LONDON • The abuse was so traumatic that some of the victims opted to exit the industry. The revelation surfaced after nine women came forward with stories of alleged "sexual harassment, degradation and bullying" at Zentropa, a Danish film studio co-founded by director Lars von Trier.
In accounts given to Danish newspaper Politiken, the women - all former employees at Zentropa - spoke of an "ingrained" culture of abuse.
Many of the allegations centred on Zentropa's co-founder and former chief executive Peter Aalbaek Jensen, with women claiming that he would grope their breasts and ask them to lie across his knee and "get spanked".
Further sexually degrading acts were carried out at the company's Christmas party, with Mr Jensen allegedly handing out awards to the trainees who undressed the fastest.
"I think that everyone who has been employed by Zentropa has been exposed to or witnessed certain things. Both sexually charged acts and bullying or 'teasing'," said a former producer at the studio.
Mr Jensen, who stepped down as CEO of Zentropa last year and still owns 25 per cent of the company with von Trier, said he had no recollection of the alleged incidents, but said they "probably happened".
However, he denied that there was systemic harassment.
I think that everyone who has been employed by Zentropa has been exposed to or witnessed certain things. Both sexually charged acts and bullying or 'teasing'.
A FORMER PRODUCER AT THE DANISH FILM STUDIO
"I'll say this: I have no interest in submission and degradation. I'm interested in testing boundaries, especially where the red line is," he said.
"There have been plenty of times when I've been over the top or gone too far. And I stand by that fully. But the question is whether you are an adored leader or not.
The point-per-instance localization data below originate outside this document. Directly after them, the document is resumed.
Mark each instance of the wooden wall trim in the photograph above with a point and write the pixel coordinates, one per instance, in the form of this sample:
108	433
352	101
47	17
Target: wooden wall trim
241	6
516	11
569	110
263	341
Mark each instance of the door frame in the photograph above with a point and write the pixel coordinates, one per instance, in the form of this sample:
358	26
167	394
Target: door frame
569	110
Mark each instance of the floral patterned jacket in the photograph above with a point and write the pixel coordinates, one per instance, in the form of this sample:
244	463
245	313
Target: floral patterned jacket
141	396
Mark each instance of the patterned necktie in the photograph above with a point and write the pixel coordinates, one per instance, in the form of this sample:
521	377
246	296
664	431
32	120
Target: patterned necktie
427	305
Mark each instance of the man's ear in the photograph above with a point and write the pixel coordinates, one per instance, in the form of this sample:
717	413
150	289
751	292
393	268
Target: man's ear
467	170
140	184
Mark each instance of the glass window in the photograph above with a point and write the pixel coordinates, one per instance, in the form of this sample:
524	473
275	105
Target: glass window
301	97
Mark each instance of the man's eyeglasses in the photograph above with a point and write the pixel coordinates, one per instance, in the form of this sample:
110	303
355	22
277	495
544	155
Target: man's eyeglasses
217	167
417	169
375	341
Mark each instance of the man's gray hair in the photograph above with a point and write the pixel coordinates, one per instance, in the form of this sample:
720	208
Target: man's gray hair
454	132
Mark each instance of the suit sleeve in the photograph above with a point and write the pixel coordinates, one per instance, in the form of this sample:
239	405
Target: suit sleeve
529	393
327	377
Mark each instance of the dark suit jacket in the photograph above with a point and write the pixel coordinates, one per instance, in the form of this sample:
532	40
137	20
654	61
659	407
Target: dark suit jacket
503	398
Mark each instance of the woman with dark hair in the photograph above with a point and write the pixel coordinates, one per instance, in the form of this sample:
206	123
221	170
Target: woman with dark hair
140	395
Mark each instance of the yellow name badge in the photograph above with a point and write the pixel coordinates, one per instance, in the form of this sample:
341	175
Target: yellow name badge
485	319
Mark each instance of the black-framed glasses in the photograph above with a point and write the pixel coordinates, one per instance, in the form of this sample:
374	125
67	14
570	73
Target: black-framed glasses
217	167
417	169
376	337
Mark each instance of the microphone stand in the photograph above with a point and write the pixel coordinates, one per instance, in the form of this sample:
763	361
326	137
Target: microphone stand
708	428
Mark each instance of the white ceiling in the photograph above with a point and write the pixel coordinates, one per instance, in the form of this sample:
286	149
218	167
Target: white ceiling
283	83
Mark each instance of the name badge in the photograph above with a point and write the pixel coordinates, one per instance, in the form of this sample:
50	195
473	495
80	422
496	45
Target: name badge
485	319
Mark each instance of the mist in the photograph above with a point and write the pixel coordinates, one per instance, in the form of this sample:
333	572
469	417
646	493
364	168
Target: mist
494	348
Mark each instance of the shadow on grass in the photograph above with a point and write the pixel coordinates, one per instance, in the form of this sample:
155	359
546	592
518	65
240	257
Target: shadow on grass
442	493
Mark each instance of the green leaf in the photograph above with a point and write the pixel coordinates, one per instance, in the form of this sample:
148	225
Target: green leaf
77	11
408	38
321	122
And I am an adored leader," he added.
Speaking to Screen Daily, current CEO Anders Kjaerhauge said the Politiken report "does not match the Zentropa that I know". However, he added that changes would be made to the company's workplace culture. "We will initiate a process with our employees in order to prepare a more clear vision with regard to what is a good working place," he said.
Founded by von Trier and Mr Jensen in 1992, Zentropa is Scandinavia's largest film production firm. It has a reputation for producing challenging arthouse cinema.
Many of von Trier's films, including Antichrist, Melancholia and Nymphomaniac, were produced by the studio.
Von Trier was last month forced to deny claims that he had sexually harassed musician Bjork on the set of his 2000 drama Dancer In The Dark. The denial came after she accused an unnamed Danish director of harassing and touching her on the set of a film, and then "sulked and punished" her when she did not respond to his advances.
"That was not the case. But that we were definitely not friends, that's a fact," the director said.
The allegations made against Zentropa are the latest indication that the sexual abuse scandal in the entertainment industry stretches beyond Hollywood.
Last Friday, 685 Swedish female actors, including Oscar nominee Alicia Vikander and The Bridge star Sofia Helm, co-signed an open letter calling out sexual abuse in Swedish film and theatre.
"We will no longer be silent," the letter, published in Swedish newspaper Svenska Dagbladet, reads.
"We will put the shame where it belongs - with the perpetrator and those who protect him. We know who you are."